# Homework Help: Markov Chain - Time Reversibility proof

1. Dec 3, 2015

### Jimmy Zhan

1. The problem statement, all variables and given/known data

Let X = {Xn : n ≥ 0} be an irreducible, aperiodic Markov chain with finite state space S, transition matrix P, and stationary distribution π. For x,y ∈ R|S|, define the inner product ⟨x,y⟩ = ∑i∈S xiyiπi, and let L2(π) = {x ∈ R|S| : ⟨x,x⟩ < ∞}. Show that X is time-reversible if and only if ⟨x, Py⟩ = ⟨Px, y⟩ for all x, y ∈ L2(π).

2. Relevant equations

X is reversible if and only if

qij = pij
where qij is the transition probability from state i to state j in the reverse chain.
pij = pjiπj / πi
πipij = πjpji.

3. The attempt at a solution

I tried equating ⟨x, Py⟩ = ⟨Px, y⟩ and subbing in the definition of the inner product as defined in the question. However, that doesn't seem to lead to anywhere.
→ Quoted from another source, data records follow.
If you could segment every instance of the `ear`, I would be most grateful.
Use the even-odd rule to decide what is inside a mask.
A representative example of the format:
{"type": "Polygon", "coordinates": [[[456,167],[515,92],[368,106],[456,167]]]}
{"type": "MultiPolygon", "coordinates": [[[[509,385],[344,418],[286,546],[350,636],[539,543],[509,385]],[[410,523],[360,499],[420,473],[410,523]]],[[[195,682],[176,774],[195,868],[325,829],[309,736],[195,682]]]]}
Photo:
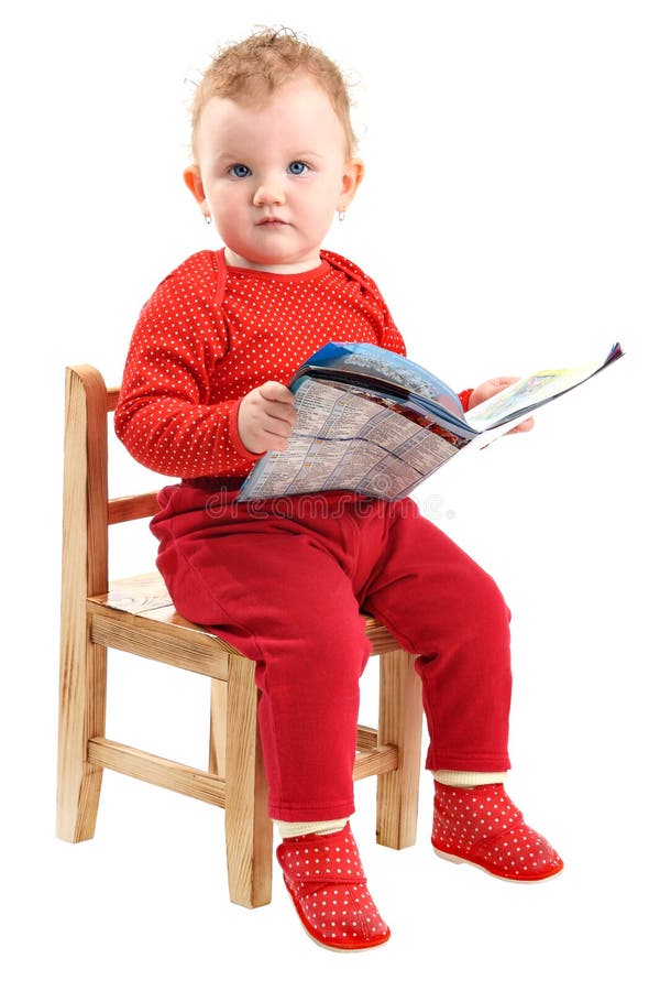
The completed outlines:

Thank you for all those who can help.

2. Dec 3, 2015

### Ray Vickson

You cannot receive help until you show your work on the problem. What have you actually done? Don't just describe it in words; write down formulas, equations, etc. Perhaps you wrote incorrect formulas; we cannot know if you don't show us.

3. Dec 3, 2015

### Jimmy Zhan

The attempt at solution:

x, Py⟩ = ⟨Px, y
ixi(Pyi = ∑i(Px)iyiπi
i xi [Py]i πi = ∑i [Px]i yi πi

However I don't know what is the form of the P matrix and thus the form of the matrix product Px and Py.

4. Dec 3, 2015

### Ray Vickson

You don't know the formula for the components of $\mathbf{Px}$? Then how can you have studied anything about Markov chains, where those formulas are used extensively?